Avrupa’da İslamofobi ve Aşırı Sağ: ABD
İçin Dersler
Bugün Avrupa, her yeri kasıp kavuran, tehditkâr bir
eğilimle sarsılıyor. Müslüman ve göçmen karşıtı retoriği kullanan aşırı sağ
partiler, bir dizi Avrupa ülkesinde seçim zaferleri elde ettiler. Haziran’da
Avrupa Parlamentosu seçimlerinde bu partiler, bugüne dek görmedikleri bir oy
oranına ulaştılar.
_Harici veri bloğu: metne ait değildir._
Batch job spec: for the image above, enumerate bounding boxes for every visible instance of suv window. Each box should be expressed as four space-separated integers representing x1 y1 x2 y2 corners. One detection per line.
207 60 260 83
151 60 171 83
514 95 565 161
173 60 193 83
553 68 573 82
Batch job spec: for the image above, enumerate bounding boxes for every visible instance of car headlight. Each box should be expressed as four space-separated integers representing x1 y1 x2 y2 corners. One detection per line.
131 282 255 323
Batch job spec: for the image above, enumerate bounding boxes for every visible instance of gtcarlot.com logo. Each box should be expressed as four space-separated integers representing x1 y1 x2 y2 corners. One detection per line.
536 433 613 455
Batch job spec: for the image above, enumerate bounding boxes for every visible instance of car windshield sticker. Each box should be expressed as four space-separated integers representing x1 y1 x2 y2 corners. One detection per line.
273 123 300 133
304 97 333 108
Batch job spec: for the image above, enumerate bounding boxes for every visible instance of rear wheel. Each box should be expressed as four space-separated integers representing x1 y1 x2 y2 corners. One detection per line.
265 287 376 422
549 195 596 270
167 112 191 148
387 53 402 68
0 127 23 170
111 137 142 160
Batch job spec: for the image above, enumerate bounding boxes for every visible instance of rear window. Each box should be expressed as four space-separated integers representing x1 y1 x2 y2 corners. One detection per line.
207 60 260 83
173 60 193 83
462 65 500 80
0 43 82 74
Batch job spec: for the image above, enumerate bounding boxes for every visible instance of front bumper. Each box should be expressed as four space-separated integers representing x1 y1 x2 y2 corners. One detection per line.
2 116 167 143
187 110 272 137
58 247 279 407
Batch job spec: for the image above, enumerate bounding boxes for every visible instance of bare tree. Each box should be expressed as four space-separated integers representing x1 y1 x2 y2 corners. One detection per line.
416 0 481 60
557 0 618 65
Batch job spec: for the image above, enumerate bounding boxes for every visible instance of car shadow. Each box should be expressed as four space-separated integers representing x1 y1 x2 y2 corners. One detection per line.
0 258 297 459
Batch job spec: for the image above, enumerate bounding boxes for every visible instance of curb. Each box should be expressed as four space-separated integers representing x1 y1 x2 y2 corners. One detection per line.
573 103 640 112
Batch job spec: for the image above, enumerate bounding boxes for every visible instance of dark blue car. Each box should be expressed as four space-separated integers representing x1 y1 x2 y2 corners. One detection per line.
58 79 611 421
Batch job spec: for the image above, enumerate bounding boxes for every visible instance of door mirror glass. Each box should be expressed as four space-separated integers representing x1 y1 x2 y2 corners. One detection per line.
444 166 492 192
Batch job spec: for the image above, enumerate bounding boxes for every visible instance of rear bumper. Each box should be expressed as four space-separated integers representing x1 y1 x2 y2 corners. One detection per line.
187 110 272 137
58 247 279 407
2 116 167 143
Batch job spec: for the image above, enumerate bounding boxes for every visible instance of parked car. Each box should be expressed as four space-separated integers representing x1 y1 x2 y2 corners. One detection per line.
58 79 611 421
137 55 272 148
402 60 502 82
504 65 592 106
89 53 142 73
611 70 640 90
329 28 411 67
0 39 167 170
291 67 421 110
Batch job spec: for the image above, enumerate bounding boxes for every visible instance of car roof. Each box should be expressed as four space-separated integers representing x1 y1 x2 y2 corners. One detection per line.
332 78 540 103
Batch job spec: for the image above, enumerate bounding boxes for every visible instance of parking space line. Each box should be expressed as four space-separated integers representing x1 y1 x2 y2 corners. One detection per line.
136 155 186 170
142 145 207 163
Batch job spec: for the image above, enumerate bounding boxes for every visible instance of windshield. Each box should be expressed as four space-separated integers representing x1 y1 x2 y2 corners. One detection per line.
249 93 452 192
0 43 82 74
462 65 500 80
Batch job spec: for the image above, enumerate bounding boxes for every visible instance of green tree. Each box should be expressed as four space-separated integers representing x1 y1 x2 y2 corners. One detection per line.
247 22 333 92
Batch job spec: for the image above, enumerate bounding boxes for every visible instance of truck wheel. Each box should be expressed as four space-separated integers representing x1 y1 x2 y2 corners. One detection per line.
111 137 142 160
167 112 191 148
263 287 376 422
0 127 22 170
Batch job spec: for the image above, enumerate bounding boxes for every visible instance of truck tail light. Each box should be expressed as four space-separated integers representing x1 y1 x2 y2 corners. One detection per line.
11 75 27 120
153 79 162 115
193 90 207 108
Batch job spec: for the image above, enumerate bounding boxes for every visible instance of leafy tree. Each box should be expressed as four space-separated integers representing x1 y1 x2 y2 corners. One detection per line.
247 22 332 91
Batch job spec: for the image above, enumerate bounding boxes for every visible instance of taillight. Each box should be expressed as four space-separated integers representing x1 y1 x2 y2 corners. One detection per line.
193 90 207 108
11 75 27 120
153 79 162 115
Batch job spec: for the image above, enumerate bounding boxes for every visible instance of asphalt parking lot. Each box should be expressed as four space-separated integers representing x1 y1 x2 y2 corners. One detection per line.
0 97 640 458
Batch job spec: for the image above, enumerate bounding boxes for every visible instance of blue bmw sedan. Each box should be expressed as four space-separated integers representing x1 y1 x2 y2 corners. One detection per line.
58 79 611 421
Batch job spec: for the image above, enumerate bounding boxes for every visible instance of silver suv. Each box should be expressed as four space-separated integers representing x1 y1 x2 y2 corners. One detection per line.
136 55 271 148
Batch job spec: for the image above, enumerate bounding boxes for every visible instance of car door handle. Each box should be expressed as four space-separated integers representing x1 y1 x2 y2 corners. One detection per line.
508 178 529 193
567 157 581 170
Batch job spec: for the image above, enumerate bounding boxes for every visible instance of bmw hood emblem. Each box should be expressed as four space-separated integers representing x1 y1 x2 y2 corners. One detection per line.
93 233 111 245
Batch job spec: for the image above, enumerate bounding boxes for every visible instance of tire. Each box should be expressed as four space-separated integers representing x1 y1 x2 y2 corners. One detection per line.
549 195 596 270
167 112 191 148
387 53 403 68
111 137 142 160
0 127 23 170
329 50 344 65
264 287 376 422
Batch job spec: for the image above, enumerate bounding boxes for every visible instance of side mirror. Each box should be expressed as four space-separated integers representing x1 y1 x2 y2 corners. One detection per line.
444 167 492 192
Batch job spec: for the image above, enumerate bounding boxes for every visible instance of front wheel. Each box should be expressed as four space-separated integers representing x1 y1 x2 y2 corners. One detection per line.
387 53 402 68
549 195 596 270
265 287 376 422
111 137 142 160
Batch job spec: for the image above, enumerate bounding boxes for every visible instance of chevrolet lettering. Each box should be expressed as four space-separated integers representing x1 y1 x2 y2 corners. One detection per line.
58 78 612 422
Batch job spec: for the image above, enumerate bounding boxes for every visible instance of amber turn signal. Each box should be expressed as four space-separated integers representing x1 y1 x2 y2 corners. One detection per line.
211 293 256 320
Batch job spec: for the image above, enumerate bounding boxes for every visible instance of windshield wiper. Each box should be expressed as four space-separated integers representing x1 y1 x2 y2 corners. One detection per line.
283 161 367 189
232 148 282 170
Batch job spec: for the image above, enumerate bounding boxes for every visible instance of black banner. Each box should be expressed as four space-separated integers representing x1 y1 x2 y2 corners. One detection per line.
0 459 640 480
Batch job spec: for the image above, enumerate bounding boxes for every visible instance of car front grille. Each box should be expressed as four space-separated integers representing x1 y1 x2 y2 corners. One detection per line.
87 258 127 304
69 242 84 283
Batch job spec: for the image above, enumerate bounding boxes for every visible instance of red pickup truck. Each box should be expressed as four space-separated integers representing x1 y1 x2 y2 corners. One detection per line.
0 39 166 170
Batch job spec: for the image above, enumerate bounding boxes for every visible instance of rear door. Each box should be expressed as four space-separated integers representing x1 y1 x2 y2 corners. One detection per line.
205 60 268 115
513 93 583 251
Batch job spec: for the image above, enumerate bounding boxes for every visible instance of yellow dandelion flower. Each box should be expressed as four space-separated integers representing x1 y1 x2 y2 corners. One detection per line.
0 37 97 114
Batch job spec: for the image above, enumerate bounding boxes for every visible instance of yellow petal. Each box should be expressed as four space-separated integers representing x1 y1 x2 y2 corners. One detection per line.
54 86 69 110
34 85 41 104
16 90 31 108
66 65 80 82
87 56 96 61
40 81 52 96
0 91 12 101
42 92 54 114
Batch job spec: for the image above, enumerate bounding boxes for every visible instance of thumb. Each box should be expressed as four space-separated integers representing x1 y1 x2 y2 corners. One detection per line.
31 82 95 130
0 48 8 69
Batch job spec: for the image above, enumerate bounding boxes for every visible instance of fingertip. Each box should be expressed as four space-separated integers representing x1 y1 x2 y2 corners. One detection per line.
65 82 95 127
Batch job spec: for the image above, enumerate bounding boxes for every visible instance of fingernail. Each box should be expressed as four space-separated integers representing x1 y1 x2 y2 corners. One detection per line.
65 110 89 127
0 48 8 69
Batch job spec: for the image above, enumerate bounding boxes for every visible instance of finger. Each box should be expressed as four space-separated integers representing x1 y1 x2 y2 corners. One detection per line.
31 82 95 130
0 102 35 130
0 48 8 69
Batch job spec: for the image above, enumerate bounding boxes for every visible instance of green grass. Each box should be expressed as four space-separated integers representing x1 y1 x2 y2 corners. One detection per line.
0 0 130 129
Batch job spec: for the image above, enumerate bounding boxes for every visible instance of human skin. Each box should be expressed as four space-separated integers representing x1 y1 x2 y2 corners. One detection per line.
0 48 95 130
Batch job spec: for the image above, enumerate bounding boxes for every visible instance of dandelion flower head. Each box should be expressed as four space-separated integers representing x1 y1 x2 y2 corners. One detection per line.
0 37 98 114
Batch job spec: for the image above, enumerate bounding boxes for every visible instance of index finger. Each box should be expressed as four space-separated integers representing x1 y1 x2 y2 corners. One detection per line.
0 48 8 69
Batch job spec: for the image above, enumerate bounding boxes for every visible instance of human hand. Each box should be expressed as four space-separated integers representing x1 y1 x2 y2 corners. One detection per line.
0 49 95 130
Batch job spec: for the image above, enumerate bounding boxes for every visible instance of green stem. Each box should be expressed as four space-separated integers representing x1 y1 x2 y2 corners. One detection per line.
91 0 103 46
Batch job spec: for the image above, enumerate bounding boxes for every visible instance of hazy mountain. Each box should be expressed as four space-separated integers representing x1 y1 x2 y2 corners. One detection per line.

Faşist köklere sahip Britanya Millet Partisi, bir milyon
civarında oy aldı ve ilk kez Avrupa Parlamentosu’nda iki koltuk sahibi oldu.
Geert Wilders’in Hürriyet Partisi (PVV) de benzer bir başarı elde etti.
Time dergisinin
Haziran seçimleri ile ilgili kapsamlı incelemesinde şu tespitlere yer
veriliyor:
“Avrupa
genelinde azınlıkları giderek büyüyen birer tehdit olarak gören hararetli bir
milliyetçilik etrafında toplaşmış, uç partilerden müteşekkil siyasî keşmekeş,
Avusturya, Belçika, Bulgaristan, Danimarka, Fransa, Finlandiya, Yunanistan,
Macaristan, İtalya, Letonya, Romanya ve Slovakya’da ciddî sonuçlar aldı.
Değişken ekonomik ortam ve yitirilen işler karşısında seçmenler, sorumlu
addettikleri merkezî partilerden vazgeçtiler.”
Hollanda ve İsveç gibi liberal kabul edilen ülkelerde
bile aşırı sağcı partiler önemli bir atılım yaptılar. Yakın dönemde
gerçekleştirilen İsveç seçimlerinde Jimmie Akesson’un partisi İsveç
Demokratları, açıktan yürütülen Müslüman karşıtı kampanya sayesinde,
parlamentoya girdi. Akesson, göçün sınırlandırılması yönünde çağrıda bulunarak,
İslam’ın İsveç milletinin karşılaştığı en büyük tehdit olduğunu söyledi.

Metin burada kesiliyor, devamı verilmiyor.